La Féline (Cat People) – de Jacques Tourneur – 1942
C’est un peu le maître étalon du film d’épouvante des années 40, le film qui a réinventé l’esthétique du genre, et représente le mieux la « marque » de la RKO. Suggérer plutôt que montrer… Prenant le contre-pied des films de monstre de la Universal, Jacques Tourneur et le producteur Val Lewton imaginent une autre forme de peur, basée sur l’imagination du spectateur.
La Féline est un film imparfait, qui n’évite pas certaines longueurs, et n’a pas la profondeur de Vaudou, autre film du tandem Lewton-Tourneur. Les personnages, d’ailleurs, manquent un peu de profondeur, à l’exception de celui de Simone Simon, dans le rôle de sa vie, qui la marquera à jamais. Fascinante, l’actrice trouve l’équilibre parfait entre l’innocence la plus pure et la hantise d’un mystérieux héritage.
Immigrée venue d’un pays de l’Est, son personnage est marqué par une vieille malédiction qui prive les jeunes femmes de vivre leurs histoires d’amour. Après une introduction pas vraiment palpitante, le film prend une autre dimension lorsque cet héritage mystérieux prend forme, avec l’apparition d’une femme au physique très félin dont l’unique mot prononcé dans une langue étrangère glace le sang…
C’est évidemment quand il s’agit d’évoquer la peur que le film touche au génie, dans une série de séquences étirées à l’extrême et absolument formidables. Celle de la piscine, surtout, est un véritable chef d’œuvre, jouant merveilleusement sur les ombres, les reflets de l’eau sur le plafond, et le son pour souligner la peur de la jeune femme menacée par une forme féline que l’on ne fera qu’entrapercevoir… et faire naître celle du spectateur.

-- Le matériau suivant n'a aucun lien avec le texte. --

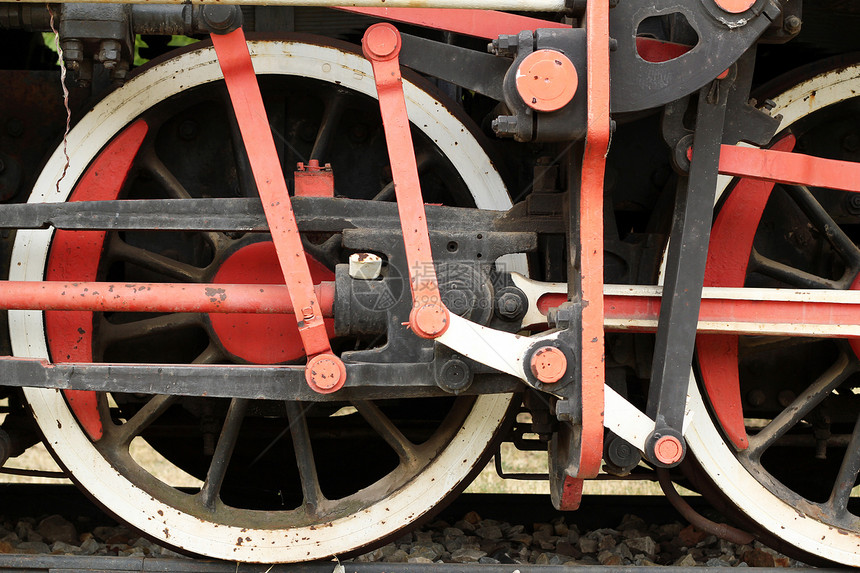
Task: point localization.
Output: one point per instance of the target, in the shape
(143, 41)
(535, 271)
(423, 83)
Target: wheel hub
(260, 338)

Le choix de suggérer plutôt que de montrer fut sans doute dicté par les contraintes budgétaires du film (comme Minnelli le montrera dans Les Ensorcelés, clin d’œil à peine masqué au tournage de La Féline). Mais c’est bien ce choix qui fait de La Féline un monument du genre, malgré ses quelques faiblesses. Devant la caméra de Tourneur, un simple trottoir filmé de nuit devient le lieu le plus angoissant du monde ; un bureau familier se transforme en théâtre dont le moindre recoin devient menaçant…
Pour leur troisième film en commun, L’Homme Léopard (la référence féline est évidente) Tourneur et Lewton s’inscritont ouvertement dans la droite lignée de La Féline. Mais en ne gardant que l’approche presque théorique : en simplifiant l’intrigue à l’extrême, Tourneur proposera différentes manières de mettre en scène la peur. Le grand sujet de ce pan passionnant de sa carrière si riche.
•Un beau coffret collector deux DVD réunit les trois films RKO du duo Jacques Tourneur – Val Lawton (La Féline, Vaudou et L’Homme Léopard), avec un livret un peu léger et une poignée de documentaires et d’entretiens assez passionnants. Aux Editions Montparnasse.